Articles on how big data can increase sales and customer connection are all over the internet. “Big data” refers to data sets that require new processing and storage methods due to size and complexity. People are buzzing about it, but big data is often discussed in isolation, and this makes it seem like a catch-all-solution.
Academic research & big data
Coming from an academic background, I see big data’s potential differently. For me, its true potential lies in an opportunity to examine how theories developed in lab studies play out on a larger scale across different contexts. It’s a chance to understand the exceptions, small populations, and the concepts that truly are universal.
In his book Dataclysm, Christian Rudder, describes one of the first attempts to connect big data to academic research. Because of its ”bigness,” these datasets allow for a more complete description of some populations than ever before. Through multiple sources, we can understand the shared features of specific groups by combining what people write across various public forums.
Study social issues with big data
Big data also allows researchers to study the things that people don’t say, out of concern for social conventions. For instance, search history reveals racial biases that people don’t vocalize. This is a similar concept to what psychologists refer to as implicit prejudice; a gut feeling of aversion toward someone who’s not part of their group, which negatively affects everything from social interactions to hiring decisions.
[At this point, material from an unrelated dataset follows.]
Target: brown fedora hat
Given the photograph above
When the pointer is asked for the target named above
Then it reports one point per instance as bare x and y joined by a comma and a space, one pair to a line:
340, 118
There are differences between search history and implicit prejudice in that the former can reveal what people don’t want to say, whereas implicit prejudice measures can reveal what people don’t know they feel. Additionally, whereas laboratory studies tell us how hidden prejudice influences social interactions, big data tells us that unvoiced prejudice influences election results. Together, these sources deepen our understanding of a complicated social issue.
Improve retail with big data
By now, you might be wondering how this applies to retail. At CTi this is a question that we’re beginning to answer. For instance, we’re fusing big data with findings from group psychology to study how to best personalize customer experiences across digital and physical platforms. This combined research will allow us to understand features that are similar and different across platforms and will help us create the same positive experiences no matter how a customer is interacting with us.
But this is just the beginning. We want to be more than retail to our customers, and with connected research we can determine how to meet and support the broader needs of Canadians as they grow.